On the play above, he lined up in a two-point stance outside of the tight end and flat beat the left tackle to the quarterback. The left tackle barely even got his hands on Kaufusi before the big Provo native hit the quarterback. Sound like something that could happen on Saturday?

Here's more from Kaufusi.

-- With a strong pass rush from a BYU front that knows how to shoot their hands aggressively and consistently, the secondary is content to provide a bit of cushion, keep their eyes on the quarterback, and break on balls in front of them. In some ways, it's a similar philosophy to what Texas head coach Charlie Strong wants to run.

-- As Strong says, he doesn't think that teams have the patience to move the ball down the field and it's not hard to see that BYU head coach Bronco Mendenhall feels the same way. Pressure the quarterback with the front, force short throws, rally, and tackle.

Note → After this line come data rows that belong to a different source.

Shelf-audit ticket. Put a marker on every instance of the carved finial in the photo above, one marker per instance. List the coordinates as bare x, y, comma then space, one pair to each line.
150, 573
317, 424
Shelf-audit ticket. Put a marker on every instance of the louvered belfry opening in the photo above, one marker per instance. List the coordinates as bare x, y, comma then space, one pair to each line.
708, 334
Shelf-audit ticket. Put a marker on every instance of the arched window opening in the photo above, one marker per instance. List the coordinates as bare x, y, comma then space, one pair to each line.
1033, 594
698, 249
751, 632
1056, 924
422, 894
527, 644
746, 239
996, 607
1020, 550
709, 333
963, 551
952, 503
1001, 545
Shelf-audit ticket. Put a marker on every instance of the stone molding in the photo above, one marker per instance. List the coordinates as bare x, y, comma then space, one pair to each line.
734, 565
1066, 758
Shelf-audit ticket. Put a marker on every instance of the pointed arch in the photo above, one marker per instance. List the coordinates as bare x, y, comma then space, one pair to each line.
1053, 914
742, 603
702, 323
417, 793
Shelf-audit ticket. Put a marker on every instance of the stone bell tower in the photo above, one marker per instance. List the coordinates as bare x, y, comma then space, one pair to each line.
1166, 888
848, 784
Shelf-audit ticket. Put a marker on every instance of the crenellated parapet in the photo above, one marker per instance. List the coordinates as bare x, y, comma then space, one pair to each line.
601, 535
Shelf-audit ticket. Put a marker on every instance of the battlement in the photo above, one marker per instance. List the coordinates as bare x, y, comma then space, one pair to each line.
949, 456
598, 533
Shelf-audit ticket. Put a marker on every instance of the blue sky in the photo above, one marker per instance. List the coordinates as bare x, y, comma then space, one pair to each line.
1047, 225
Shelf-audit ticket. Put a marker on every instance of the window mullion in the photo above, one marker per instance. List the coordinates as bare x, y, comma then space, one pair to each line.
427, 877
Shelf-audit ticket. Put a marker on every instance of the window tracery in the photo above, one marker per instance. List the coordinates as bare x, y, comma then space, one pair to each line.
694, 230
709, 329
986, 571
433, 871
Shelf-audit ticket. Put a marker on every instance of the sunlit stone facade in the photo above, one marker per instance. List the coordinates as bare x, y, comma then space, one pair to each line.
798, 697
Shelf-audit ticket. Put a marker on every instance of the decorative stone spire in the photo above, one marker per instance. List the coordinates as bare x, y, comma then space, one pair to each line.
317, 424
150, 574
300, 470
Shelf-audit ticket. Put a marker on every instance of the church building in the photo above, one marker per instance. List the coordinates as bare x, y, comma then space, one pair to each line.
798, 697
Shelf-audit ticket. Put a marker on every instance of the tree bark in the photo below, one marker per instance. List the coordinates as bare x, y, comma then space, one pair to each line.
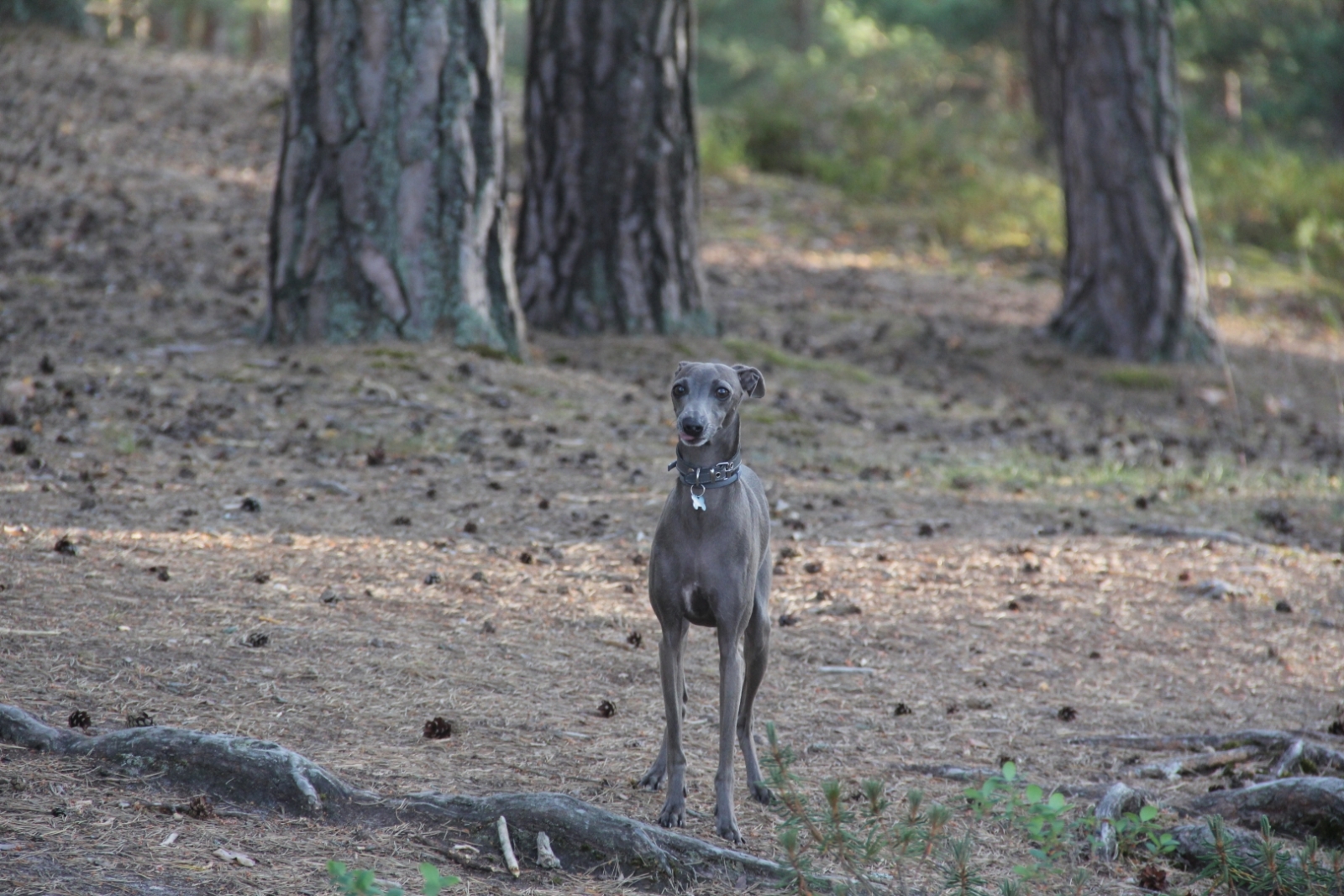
62, 13
1133, 270
608, 231
389, 217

-- BYU didn't feel threatened enough by the UConn run game to commit a safety to the box, sitting back with two deep safeties for much of the game, convinced that the front could handle the run game. If the Cougars can stop the Horns run game with even numbers, things will get extremely difficult for Swoopes and the offense on Saturday and the play-action passes won't be as easy, especially since there won't be one-on-one coverage to the side of the X receiver John Harris, who had such a big game last week.

-- Getting comfortable in the passing game just wasn't possible for the Huskies with the quarterback constantly under pressure and the wide receivers unable to create separation down the field. Some of that was the weakness of the UConn offense and a lot of was the strength of the BYU defense, which should have a chance to rank at least in the top-30 nationally this season.